Cells from longer lived dogs tended to have better resistance against oxidative stress. Adaptive homeostasis in the cell depends on redox signaling, which targets NRF2, NF-κB, AMPK, uncoupling proteins, proteostasis, and mitochondrial signaling [5]. However, with age, the efficiency of oxidative stress responses decline, and excessive oxidative damage can lead to various diseases associated with aging. Potential therapeutic approaches involve upregulating the NRF2 system, utilizing suppressors of O2-, controlling the amount of free iron, or attempting to chelate free radicals with antioxidants [5]. Another approach to influence metabolic state is altering nutritional profile, such as ketogenic diets, which have been used to treat T2DM, obesity, to significantly improve global cognition, memory, and executive functions in patients at multiple stages of Alzheimer’s disease (AD) [6].

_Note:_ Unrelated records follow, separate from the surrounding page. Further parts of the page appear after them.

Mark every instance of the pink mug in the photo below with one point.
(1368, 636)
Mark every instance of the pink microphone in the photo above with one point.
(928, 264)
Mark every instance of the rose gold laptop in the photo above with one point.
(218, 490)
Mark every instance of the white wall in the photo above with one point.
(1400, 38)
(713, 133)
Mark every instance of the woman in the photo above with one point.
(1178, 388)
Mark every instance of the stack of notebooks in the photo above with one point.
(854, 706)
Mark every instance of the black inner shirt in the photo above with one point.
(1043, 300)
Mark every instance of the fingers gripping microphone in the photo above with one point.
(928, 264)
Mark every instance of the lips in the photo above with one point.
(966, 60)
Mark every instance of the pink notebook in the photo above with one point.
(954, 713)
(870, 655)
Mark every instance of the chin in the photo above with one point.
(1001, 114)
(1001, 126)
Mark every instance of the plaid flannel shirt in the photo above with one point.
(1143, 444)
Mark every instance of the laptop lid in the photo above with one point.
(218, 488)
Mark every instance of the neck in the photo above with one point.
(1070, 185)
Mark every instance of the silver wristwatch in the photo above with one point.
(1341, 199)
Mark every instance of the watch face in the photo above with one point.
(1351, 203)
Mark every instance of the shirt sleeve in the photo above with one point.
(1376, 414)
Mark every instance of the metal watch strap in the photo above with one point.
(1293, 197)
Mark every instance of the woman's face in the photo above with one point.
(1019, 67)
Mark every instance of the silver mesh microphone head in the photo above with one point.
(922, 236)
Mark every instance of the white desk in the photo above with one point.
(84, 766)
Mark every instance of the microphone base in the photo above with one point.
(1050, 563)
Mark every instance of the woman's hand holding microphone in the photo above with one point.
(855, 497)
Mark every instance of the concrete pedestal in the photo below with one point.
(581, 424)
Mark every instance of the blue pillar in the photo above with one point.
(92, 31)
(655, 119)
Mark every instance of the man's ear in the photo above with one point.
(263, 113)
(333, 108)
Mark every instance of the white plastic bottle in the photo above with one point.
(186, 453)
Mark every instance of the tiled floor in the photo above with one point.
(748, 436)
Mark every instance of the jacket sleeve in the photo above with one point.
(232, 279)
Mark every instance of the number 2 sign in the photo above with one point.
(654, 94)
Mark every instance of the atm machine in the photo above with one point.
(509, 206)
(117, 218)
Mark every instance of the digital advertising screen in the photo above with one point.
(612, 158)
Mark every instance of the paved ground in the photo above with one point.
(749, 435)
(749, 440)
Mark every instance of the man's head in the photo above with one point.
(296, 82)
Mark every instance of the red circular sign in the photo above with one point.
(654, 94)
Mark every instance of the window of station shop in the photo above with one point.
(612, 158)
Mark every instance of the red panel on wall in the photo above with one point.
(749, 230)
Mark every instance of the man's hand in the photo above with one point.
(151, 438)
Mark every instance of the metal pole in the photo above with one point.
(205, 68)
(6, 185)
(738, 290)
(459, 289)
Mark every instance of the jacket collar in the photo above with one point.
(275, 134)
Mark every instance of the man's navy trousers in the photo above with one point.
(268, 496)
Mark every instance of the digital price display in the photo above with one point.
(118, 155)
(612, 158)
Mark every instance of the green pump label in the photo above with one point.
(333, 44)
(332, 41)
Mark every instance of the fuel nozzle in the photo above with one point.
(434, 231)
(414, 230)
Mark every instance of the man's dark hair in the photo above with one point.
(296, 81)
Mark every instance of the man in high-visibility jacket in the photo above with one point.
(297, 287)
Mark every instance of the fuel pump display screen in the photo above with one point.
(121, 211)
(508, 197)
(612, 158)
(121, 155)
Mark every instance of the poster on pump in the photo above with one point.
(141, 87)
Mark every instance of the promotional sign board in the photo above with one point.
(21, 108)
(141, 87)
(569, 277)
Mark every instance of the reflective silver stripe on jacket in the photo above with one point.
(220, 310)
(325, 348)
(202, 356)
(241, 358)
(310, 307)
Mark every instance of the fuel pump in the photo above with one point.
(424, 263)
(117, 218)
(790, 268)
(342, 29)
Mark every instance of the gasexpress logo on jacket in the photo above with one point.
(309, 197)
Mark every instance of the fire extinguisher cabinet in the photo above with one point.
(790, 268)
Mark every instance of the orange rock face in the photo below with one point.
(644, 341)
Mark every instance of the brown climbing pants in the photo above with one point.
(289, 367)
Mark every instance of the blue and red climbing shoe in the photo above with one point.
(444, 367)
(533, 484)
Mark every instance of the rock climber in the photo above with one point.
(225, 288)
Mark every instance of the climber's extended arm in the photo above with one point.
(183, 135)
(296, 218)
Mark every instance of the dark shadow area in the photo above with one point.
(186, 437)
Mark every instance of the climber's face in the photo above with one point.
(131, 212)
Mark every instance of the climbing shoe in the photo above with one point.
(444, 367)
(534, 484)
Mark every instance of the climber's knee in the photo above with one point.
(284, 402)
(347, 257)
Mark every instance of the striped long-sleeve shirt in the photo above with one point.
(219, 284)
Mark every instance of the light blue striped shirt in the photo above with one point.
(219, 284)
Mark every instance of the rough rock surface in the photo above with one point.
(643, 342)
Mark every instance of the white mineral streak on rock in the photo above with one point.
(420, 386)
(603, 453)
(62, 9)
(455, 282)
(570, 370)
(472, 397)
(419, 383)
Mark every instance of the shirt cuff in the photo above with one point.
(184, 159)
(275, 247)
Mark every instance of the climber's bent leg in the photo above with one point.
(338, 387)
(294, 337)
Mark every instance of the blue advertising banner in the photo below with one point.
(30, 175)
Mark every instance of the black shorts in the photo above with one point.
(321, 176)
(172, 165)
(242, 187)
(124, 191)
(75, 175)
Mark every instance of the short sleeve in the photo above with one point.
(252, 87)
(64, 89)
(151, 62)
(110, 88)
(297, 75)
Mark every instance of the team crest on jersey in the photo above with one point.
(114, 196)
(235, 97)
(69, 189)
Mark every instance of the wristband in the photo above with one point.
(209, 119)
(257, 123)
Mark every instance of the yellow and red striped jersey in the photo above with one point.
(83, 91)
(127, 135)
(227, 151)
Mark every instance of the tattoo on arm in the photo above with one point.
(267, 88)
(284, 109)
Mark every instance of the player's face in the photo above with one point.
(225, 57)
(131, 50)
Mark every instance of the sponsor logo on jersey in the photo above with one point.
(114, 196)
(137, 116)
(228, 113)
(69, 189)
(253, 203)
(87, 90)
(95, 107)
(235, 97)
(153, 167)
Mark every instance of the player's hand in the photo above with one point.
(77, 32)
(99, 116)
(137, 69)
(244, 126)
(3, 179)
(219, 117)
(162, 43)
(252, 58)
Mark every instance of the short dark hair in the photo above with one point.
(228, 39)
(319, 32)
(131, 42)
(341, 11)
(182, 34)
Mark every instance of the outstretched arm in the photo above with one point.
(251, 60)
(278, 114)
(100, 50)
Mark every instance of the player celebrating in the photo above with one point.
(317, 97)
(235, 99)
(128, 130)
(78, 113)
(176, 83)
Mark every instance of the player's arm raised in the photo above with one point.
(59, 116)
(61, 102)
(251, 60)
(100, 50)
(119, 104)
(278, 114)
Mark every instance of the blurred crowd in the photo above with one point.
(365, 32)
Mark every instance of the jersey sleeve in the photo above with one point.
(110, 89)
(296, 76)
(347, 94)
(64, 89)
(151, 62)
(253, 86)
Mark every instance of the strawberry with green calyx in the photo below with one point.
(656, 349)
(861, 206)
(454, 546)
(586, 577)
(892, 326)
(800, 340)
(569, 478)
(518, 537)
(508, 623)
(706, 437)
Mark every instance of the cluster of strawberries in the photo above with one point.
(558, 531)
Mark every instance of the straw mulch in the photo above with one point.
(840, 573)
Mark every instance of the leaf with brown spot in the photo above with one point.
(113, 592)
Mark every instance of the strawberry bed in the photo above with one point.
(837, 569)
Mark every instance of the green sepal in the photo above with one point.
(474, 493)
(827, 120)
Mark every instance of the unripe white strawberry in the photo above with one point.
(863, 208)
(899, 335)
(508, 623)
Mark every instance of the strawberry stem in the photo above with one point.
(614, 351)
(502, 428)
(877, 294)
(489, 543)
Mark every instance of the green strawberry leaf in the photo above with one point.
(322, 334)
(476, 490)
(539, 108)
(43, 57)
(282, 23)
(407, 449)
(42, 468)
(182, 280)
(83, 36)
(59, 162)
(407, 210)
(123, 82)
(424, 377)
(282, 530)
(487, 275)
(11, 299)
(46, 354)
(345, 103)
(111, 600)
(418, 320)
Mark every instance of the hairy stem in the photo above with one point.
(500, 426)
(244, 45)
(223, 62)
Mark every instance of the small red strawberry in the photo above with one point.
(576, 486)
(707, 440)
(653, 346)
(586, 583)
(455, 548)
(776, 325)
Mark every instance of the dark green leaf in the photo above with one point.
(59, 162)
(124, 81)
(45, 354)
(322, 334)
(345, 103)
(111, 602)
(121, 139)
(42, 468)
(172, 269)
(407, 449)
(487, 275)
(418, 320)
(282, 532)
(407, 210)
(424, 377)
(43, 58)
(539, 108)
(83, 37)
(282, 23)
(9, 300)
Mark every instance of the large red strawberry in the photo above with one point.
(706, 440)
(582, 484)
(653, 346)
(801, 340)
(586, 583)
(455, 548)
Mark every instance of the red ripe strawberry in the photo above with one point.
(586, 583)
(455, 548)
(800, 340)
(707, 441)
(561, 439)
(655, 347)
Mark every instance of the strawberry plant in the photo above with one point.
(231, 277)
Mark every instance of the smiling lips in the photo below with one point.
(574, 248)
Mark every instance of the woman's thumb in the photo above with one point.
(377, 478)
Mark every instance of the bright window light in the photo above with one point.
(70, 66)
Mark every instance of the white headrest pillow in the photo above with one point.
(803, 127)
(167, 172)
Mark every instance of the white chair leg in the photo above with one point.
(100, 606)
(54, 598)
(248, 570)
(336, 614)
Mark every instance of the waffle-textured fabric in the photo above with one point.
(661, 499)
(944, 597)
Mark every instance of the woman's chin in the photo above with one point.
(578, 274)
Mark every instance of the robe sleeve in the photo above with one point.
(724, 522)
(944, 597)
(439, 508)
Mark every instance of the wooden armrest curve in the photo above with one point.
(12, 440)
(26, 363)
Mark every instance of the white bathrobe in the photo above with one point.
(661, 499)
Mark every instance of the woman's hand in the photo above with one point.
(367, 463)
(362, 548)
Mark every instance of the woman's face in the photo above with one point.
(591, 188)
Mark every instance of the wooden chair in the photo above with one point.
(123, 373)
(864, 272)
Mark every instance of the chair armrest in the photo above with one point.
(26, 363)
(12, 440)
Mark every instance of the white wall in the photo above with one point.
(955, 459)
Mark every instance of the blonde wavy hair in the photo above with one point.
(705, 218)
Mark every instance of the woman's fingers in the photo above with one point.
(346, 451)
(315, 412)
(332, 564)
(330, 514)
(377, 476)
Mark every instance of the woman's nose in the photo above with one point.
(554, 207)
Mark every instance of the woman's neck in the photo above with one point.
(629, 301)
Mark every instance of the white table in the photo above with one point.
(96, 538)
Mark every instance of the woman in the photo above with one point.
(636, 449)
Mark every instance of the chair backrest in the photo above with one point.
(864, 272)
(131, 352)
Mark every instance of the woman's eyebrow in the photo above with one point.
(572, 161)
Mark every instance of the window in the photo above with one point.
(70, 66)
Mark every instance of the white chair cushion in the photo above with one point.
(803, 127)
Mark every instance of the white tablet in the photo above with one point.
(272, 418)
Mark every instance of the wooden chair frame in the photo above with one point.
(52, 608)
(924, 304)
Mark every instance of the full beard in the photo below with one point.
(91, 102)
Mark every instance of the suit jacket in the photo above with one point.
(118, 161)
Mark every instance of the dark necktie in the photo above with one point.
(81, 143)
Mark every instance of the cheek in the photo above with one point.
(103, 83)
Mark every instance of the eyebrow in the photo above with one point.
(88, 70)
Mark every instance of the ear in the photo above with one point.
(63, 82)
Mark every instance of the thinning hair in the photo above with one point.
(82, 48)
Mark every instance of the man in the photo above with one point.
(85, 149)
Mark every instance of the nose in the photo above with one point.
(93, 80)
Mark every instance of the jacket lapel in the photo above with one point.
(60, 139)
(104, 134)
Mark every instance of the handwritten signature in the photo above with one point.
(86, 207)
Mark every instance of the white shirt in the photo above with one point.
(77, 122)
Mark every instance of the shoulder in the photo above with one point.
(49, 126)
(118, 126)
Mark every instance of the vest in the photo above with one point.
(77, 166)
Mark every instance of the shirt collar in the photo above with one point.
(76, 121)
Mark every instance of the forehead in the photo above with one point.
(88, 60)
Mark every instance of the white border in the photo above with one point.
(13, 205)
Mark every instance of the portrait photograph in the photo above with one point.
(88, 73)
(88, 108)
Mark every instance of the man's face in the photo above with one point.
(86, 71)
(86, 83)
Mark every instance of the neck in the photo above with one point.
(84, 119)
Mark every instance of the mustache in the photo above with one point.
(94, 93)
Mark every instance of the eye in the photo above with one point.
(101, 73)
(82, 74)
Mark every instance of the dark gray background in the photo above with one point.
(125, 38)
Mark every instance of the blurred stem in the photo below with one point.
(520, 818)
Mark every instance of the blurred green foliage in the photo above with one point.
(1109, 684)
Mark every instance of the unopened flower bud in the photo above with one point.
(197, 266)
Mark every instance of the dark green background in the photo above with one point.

It is generally accepted that nutrient availability signaling (such as TOR signaling pathways) [7] accelerates aging while lowering such signaling extends longevity. Many nutrient sensing pathways are essential, however, and if reduced below a certain limit will lead to death. The authors determined that the long-lived dogs in general have higher rates of amino acid and fatty acid catabolism, suggesting that such metabolic adaptations might be beneficial for longer life and extended healthspan.

In addition to analysis of metabolic properties of dogs of different breeds, the authors also performed a genome-wide association study (GWAS) of average breed lifespan and identified multiple loci associated with canine longevity. One of the strong candidates for canine longevity is FGF5. This gene was shown to control the length of fur in dogs, sheep, and goats. It is possible that gene variants that impact mitochondrial uncoupling, the process mainly used for thermogenesis, and gene variants that impact length of fur, which modulates heat retention, co-evolved throughout history. Intriguingly, FGF5 gene variants are associated with blood pressure in humans in a UK Biobank (UKBB) study of around 500,000 volunteers [8], which is a major predictor of cardiovascular health and survival. Additionally, FGF5 gene variants are associated with male pattern balding, which is an age-dependent phenotype. Taken together, it is possible that FGF5 impacts mammalian aging in a more wholesome way.

Other mitochondrial and bioenergetic regulating genes that were associated with breed life expectancy were IGFBP2, MSRB3, ATP23, and TRMT5. Interestingly, in humans, each gene was found to be associated with age-related phenotypes. IGFBP2 was found to be associated with high cholesterol and triglyceride levels, osteoporosis, hypothyroidism, and Parkinson's Disease. MSRB3 was implicated in affecting basal metabolic rate, right hippocampal volume, which decreases with age, lung cancer, and diabetes. ATP23 was involved in the development of lung cancer and Alzheimer's Disease. TRMT5 impacted bone fractures, osteoarthritis, larynx/throat cancer, and diabetes. They were all associated with high blood pressure.

Overall, the study suggests new genetic targets and pathways that can be used to ameliorate diseases associated with metabolic disorders and advanced age, and aging overall (Figure 1).